Trying a beer for the first time is an exciting experience. The color of the beer, the carbonation rising up, the aromas, textures and flavors are all unique and have their own personalities. Sometimes it’s hard to fully appreciate these traits if you have preconceived notions. Reading a review before trying a beer can sometimes cause this to happen, but can it also ruin the entire drinking experience?
Since craft beer gained popularity, websites like BeerAdvocate and Rate Beer have become the voices of craft beer. They allow beer drinkers to grade and review the beers they try and give each and every person a chance to be a beer connoisseur. In this format, people’s opinions matter and, although there are also “expert opinions” on these sites, average drinkers can be heard.

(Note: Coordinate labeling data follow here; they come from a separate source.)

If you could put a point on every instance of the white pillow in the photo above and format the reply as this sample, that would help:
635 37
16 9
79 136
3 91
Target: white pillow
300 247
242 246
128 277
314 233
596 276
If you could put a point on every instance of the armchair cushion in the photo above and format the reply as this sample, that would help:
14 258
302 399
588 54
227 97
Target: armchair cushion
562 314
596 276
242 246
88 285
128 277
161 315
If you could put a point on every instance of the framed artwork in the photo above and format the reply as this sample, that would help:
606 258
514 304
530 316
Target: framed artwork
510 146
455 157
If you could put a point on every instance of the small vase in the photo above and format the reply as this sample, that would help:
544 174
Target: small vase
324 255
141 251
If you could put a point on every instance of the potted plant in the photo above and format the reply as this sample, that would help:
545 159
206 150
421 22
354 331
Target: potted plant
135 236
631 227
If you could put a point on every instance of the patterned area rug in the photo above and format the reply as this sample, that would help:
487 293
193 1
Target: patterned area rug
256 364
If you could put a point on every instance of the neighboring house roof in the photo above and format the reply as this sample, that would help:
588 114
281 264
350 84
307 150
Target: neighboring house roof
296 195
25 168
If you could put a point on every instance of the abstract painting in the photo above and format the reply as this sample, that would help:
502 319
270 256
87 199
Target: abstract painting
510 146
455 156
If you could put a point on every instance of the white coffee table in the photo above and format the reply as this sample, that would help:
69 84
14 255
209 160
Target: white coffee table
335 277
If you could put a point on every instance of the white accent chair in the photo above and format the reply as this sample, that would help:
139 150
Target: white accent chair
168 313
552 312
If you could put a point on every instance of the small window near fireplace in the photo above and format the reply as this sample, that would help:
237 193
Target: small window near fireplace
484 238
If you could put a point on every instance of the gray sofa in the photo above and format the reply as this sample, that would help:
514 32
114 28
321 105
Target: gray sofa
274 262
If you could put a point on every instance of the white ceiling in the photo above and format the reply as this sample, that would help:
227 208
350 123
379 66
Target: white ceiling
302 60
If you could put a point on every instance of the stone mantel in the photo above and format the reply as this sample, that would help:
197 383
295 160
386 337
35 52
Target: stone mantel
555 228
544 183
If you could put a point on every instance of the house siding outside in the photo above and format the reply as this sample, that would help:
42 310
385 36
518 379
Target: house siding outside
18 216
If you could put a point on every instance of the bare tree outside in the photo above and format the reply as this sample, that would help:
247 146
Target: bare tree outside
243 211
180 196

Staying away from reviews when you have a new beer in the fridge is hard. You want to know what other people thought of it and what you are getting yourself into once you crack it open. The only problem is that after you have read several reviews your mind starts to absorb the information and by the time you open the beer you know what to expect. If I read that someone tasted or smelled citrus in a certain hefeweizen, I most likely will too. The flavors become less unique and although the beer may be amazing, it could have been a better experience if the senses were left to do their own job, unaltered by someone else’s opinion.
It’s also very difficult to know whether a review is “telling the truth.” Every single person has a different palate and different preferences. Some like incredibly hoppy beers whereas others enjoy malty sweetness. Hopefully the reviews you read will give you an indication of the author’s preference and you can find one that fits your own.
People sharing their opinions is important to the craft beer movement. It creates a community of beer drinkers and anyone can express their love or dislike for certain beers. This creates a fantastic conversation and dynamic within the craft beer world and gives people a chance to understand that everyone has a different palate. I see less bickering about craft beer than I do about anything else.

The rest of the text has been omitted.